The STG+ process converts syngas directly into gasoline, avoiding the methanol stage, and Johnsen says it offers an advantage over competing systems. “STG+ is so efficient that it is cost effective at scales as small as 400 b/d, which opens up an entirely new market for alternative fuel technologies,” he says.

Synfuels International has also developed a new process, first converting gas to acetylene, then to ethylene and finally to gasoline. It too has a small demonstration plant, in Texas.

Their individual plants may be relatively small, but the potential market for these new GTL companies is not. Because of their size and relatively low costs, the plants can be deployed in places where, until now, no one has been able to exploit the gas, whether onshore or offshore. “We think there’s enough low-value feedstock in the size ranges we are targeting to make as much as 25 million b/d of fuel,” says Lipski.
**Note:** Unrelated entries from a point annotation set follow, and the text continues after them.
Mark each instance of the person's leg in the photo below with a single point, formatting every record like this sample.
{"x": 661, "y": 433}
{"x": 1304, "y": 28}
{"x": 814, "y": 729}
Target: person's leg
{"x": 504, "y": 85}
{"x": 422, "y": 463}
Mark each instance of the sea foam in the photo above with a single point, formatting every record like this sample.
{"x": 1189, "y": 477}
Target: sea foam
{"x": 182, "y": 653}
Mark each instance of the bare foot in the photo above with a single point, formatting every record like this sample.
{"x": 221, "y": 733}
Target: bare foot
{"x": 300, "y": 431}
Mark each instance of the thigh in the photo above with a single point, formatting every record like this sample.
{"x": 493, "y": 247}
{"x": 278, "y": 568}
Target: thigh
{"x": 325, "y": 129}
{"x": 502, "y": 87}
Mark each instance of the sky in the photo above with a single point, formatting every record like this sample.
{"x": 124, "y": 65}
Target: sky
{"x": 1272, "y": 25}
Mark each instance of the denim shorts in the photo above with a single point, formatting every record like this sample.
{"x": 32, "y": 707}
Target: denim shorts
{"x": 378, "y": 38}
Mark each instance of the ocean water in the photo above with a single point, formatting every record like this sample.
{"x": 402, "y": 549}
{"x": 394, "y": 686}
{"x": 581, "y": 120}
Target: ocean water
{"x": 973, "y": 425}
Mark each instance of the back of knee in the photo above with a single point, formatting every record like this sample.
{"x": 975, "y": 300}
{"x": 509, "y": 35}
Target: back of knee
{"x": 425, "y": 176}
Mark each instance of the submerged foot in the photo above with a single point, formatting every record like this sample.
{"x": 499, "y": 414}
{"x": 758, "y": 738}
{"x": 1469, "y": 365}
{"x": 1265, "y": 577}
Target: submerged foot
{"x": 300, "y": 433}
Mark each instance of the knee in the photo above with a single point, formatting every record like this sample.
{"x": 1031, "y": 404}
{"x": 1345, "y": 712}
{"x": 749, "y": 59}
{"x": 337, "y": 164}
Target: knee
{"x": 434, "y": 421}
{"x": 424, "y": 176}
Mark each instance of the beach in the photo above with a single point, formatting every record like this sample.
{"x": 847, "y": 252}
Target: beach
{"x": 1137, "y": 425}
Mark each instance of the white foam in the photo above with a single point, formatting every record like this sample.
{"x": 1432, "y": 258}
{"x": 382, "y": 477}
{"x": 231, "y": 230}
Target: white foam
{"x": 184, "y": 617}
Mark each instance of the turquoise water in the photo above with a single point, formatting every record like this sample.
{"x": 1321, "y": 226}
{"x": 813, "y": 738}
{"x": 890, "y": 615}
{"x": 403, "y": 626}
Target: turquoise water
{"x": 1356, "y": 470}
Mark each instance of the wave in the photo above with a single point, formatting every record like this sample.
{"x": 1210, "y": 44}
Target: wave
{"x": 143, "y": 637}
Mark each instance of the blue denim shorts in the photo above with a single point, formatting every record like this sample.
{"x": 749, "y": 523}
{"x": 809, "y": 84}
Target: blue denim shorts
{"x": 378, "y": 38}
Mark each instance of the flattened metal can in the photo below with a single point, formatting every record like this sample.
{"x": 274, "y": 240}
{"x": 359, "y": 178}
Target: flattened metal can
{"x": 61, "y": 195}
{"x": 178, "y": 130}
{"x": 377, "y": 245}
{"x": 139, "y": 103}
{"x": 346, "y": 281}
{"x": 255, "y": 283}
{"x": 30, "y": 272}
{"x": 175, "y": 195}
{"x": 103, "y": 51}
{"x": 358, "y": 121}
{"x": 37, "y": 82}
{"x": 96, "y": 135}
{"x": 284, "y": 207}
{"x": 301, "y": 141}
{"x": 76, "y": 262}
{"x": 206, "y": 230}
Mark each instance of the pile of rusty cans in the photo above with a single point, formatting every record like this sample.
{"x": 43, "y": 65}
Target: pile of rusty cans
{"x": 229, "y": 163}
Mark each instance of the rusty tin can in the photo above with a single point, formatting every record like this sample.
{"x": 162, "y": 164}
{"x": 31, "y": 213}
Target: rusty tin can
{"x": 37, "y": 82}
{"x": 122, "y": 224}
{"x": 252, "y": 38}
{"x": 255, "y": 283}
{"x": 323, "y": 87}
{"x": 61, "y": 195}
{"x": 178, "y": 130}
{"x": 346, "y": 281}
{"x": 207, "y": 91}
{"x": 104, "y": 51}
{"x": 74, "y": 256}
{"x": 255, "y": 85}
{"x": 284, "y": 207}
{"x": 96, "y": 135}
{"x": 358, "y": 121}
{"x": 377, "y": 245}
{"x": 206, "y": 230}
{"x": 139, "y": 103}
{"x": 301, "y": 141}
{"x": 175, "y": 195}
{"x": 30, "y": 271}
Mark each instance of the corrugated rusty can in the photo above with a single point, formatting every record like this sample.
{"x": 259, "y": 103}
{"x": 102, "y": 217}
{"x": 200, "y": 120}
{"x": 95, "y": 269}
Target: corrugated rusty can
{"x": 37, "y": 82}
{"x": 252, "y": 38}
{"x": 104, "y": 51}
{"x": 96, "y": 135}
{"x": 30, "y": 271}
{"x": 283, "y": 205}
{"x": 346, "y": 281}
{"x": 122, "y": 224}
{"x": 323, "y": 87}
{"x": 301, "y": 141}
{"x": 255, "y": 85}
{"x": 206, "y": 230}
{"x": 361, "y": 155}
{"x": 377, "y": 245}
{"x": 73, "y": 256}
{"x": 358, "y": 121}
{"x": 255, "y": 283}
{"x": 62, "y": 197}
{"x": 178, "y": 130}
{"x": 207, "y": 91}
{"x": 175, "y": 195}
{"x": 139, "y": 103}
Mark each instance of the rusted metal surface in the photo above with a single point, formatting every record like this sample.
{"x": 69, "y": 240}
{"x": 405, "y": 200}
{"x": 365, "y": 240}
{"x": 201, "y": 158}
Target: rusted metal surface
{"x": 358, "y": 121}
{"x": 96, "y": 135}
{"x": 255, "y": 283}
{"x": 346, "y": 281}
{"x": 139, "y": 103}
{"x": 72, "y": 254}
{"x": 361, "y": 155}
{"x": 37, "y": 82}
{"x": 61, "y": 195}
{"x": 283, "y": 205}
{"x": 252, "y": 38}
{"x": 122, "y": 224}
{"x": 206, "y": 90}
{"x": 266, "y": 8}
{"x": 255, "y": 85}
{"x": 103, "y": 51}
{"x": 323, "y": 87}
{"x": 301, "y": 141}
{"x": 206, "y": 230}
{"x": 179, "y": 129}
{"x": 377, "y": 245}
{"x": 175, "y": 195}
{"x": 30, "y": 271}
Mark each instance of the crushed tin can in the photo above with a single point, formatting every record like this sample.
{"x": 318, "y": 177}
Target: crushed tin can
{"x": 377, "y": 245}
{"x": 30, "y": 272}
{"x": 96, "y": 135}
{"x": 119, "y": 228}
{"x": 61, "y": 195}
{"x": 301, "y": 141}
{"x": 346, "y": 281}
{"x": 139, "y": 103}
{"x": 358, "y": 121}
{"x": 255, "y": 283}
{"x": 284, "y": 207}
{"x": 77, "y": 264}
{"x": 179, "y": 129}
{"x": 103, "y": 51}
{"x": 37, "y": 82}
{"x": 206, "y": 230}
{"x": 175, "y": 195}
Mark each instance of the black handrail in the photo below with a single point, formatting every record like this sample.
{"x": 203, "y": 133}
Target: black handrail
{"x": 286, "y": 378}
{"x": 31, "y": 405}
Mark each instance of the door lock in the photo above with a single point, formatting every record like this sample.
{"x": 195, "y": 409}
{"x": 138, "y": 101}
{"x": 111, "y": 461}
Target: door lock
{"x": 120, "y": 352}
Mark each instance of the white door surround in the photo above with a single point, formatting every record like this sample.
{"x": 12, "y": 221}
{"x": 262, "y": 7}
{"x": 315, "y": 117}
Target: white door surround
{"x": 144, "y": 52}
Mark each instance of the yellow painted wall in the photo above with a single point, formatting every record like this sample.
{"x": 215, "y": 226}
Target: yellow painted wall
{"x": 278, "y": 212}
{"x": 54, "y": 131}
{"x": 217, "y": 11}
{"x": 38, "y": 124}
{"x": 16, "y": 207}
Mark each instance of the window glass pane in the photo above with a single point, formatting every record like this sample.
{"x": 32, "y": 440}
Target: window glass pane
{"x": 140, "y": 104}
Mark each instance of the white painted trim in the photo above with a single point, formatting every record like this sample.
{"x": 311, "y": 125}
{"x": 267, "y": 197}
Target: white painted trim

If correct, that would be almost equivalent to the total oil production of the entire Middle East, which stood at 28 million b/d last year, according to UK oil major BP.

While they wait for the market to take off, two of the firms are already in dispute, however. Velocys claims that CompactGTL is infringing some of its patents, a claim that Riches says his company “utterly and completely refutes”. Unless a compromise can be struck, Lipski says, the case should reach the High Court in London in July next year.

In the meantime, the firms are all competing for customers. The potential buyers of the technology range from small and medium-sized oil companies to refinery operators and independent project developers. To date, the greatest interest has been shown in the Americas, not least because of the shale boom in the US and the discovery of extremely deep offshore oil fields in Brazilian waters. But there should be opportunities in parts of Asia, Africa and the Middle East too.

“The most noise and publicity is in the Americas,” says Riches. “But the former Soviet Union has a big problem with flared gas and you can go to a lot of parts of the Far East and Australia.”

In terms of flaring, the worst offender is Russia, which burnt off 37.4 billion cubic metres of gas in 2011, according to the US’ National Oceanic & Atmospheric Administration. It was followed by Nigeria with 14.6 billion cubic metres, Iran at 11.4 billion cubic metres and Iraq at 9.4 billion cubic metres. However, opinion is divided on how promising the opportunities might be in the Middle East.

“Generally speaking, many parts of the Middle East are gas poor,” says Lipski. “The consequence is that the opportunities for GTL are specific and niche. Having said that, I do believe there is a promising future all over the world for biomass-to-liquids, the ability to turn municipal, agricultural and household waste into usable fuels.”

Regional opportunities

Johnsen is more optimistic, although the ownership structure of his company may make it difficult to do business in some countries in the region.

“The vast natural gas resources in the Middle East make it a natural long-term target for us,” he says. “Israel, for instance, which is the home of our primary investor IC Green, once had next to no domestic energy resources, but the recent discovery of offshore natural gas reserves that are far larger than previously believed is a game-changer for the economy. We could build small-scale plants for use at oil fields in the Middle East where hundreds of millions of dollars worth of associated natural gas are now being flared.”

For its part, Synfuels International has licensed exclusive marketing rights for its technology in the Middle East and North Africa, the former Soviet Union and the Indian subcontinent to Kuwait’s Aref Energy.

Only after the technology these companies offer has been rolled out on a larger scale will it become clear how viable their plans are; introducing new technology into a market is rarely straightforward. For Shell and Sasol at least, the gas volumes they are targeting means they do not represent a threat to the biggest GTL operators.